Tuesday, February 23, 2010

Inventors Eye is for and about America ’s independent and small entity inventor community [?]

An announcement from the USPTO on Inventors Eye: Inventors Eye is for and about America ’s independent and small entity inventor community.

From the first post on Inventors Eye:

Patent Reform:
Good for Independent Inventors and Small Businesses
An Open Letter to the Independent Inventor and Small Business Communities from Under Secretary of Commerce and USPTO Director David Kappos

[The article is undated (ironic for anything about the patent office) but appears in the inaugural Feb. 2010 issue.]

Meanwhile, at the IAM Ranch, on 12 Feb. 2010:

David Kappos has made a big show of reaching out to America's inventors while at the same time he is using precious USPTO resources promoting IBM's and members of the Coalition for Patent Piracy and Fairness Patent Deform agenda.

It is also notable that David Kappos is promoting small entity inventors giving up 50% of their inventions and the investment they have made in order to get timely consideration of the other half. What a deal, with friends like David Kappos who needs enemies?

One of the reasons that the patent backlog and the system is gummed up is massive filings of minor incremental inventions by companies like IBM and Microsoft yet there is no mention of those companies giving up any of their inventions, regardless of how inane they may be.

It seems that we have the best management which big corporate money can buy at the USPTO.

Ronald J. Riley,

I am speaking only on my own behalf.

Curiously, Joff Wild at IAM does not appear to have commented on this inconsistency.


On February 24, the IPWatchdog.com Blog did comment on Inventors Eye.
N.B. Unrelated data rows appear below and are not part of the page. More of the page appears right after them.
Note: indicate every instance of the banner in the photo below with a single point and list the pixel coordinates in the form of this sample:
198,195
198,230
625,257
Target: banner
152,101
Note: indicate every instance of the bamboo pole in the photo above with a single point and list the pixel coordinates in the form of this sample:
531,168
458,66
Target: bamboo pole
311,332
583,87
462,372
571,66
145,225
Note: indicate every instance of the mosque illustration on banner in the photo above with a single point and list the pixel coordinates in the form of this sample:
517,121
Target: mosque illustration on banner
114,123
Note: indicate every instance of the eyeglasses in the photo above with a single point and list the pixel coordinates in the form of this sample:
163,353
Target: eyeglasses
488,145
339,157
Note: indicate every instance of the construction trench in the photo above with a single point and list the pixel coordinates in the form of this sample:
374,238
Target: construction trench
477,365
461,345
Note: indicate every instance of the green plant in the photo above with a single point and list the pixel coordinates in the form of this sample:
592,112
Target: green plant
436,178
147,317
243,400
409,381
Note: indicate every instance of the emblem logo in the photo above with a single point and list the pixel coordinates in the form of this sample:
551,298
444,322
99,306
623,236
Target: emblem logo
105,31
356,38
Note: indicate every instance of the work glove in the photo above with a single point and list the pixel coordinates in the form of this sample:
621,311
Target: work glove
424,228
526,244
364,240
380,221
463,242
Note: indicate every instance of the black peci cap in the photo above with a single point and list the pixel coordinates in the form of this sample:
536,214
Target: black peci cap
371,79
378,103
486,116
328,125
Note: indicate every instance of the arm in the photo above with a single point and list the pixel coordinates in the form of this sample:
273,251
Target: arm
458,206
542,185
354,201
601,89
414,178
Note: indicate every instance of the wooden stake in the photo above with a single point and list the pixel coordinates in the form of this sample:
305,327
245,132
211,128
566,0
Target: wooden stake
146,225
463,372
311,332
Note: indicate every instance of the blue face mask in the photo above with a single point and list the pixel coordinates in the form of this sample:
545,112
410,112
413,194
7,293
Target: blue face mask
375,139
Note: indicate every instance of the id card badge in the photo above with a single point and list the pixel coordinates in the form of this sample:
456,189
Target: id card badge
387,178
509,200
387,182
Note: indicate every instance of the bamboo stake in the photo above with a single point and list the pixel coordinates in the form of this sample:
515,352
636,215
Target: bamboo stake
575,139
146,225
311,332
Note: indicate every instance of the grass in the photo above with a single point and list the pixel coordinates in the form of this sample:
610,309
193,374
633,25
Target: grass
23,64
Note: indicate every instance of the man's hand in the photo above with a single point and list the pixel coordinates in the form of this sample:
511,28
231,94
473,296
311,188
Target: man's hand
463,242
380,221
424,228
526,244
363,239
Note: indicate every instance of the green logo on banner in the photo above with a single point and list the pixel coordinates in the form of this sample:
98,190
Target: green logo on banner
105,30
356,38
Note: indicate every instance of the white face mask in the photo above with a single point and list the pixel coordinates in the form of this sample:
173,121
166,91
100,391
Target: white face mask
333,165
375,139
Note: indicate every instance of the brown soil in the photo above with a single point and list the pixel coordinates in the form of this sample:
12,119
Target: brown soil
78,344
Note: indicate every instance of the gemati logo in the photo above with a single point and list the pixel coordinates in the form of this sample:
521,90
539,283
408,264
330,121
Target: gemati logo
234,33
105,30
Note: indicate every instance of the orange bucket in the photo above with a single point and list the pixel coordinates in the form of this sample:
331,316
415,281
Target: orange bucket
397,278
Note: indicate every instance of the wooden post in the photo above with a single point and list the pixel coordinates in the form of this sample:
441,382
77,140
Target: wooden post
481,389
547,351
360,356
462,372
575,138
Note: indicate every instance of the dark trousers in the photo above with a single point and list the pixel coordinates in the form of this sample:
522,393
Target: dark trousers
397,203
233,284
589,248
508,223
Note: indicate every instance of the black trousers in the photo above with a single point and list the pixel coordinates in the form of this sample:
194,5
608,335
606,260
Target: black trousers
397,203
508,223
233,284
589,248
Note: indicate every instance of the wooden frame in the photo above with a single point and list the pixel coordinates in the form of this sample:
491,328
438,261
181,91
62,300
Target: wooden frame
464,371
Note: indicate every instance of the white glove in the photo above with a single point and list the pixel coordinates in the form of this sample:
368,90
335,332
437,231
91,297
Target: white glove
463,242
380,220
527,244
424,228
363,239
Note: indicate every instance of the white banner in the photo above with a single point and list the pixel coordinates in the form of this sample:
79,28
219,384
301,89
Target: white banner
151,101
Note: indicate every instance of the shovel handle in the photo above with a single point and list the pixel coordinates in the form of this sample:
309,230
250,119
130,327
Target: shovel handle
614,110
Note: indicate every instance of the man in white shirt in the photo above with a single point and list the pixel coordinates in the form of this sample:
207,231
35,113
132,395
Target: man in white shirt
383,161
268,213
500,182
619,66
What is most interesting is the first comment to the post which comment was made by David Boundy:

Read the bill, Gene. Your understanding of it isn’t accurate, let alone your analysis of the consequences.

Your statement “what is left is a change to the current law where the first person to invent may obtain a patent even if they are the second to file” is simply not true. (Again, just to make clear to you what the dispute isn’t, I agree with you, that the 0.01% ain’t worth the candle, and not worth the prominence that either you or Kappos give it.)

What does make a huge difference are the two categories where both of you only tenuously acknowledge the existence, and both refuse to acknowledge the costs:

(a) the 3-10% where there is only one application (not two competing applications in the 0.01% class), and the prior art arises from a publication, use or offer for sale by a third party within the grace period year; and

(b) the 25% or so of applications that are not filed at all today and that should not be filed because the invention is found to be worthless within the grace period year, and are not filed under current law, but that will be filed at great expense, under S.515.

I am told that investors have already pulled funding from companies, and small businesses are already being strangled in the crib, because of the mere pendency of S.515. The market is already telling us this bill is bad for small businesses and startups. It’d be a really astonishing exhibit of bad lawyering for a mere attorney to force a business judgment over the business folks’.

and the reply:

Your analysis of the consequences is, in my opinion, flat out wrong.

You can keep talking about a grace period if you like, but the reality is those who rely on the grace period are being extremely reckless. You know as well as I do that an inventor cannot possibly know if others are engaging in activities that would render a patent impossible under 102(b). Acting like there is an absolute 12 month grace period is ridiculous. There is no absolute 12 months grace period under 102(b). An inventor must file within 12 months of an invention being offered for sale or used publicly, and third party activities unknown and unknowable to the inventor can and do frequently cause problems. In my own patent application where I was the inventor I relied on a 12 month grace period which entitled me to no patent whatsoever. My personal experience is not unique, it happens all the time.

You are acting like there is no way to protect an invention through a provisional patent application for a reasonable cost. That is likewise misplaced and inaccurate.

Those who choose to see S.515 as a road block will be blocked. Those that choose to see it as an opportunity will succeed and easily surpass those who view it as a roadblock.

Finally, what is astonishing bad lawyering is not my CORRECT legal analysis, but running around crying that the sky is falling when it most clearly is not falling. Individuals and business are more than welcome to continue to make reckless, careless and bad business judgments if they want. I on the other hand will continue to provide good counsel to my clients and keep them from unknowingly harming themselves and pretending that 102(b) provides an absolute grace period.

IPBiz query: did Gene Quinn actually deny the truth of what David Boundy said?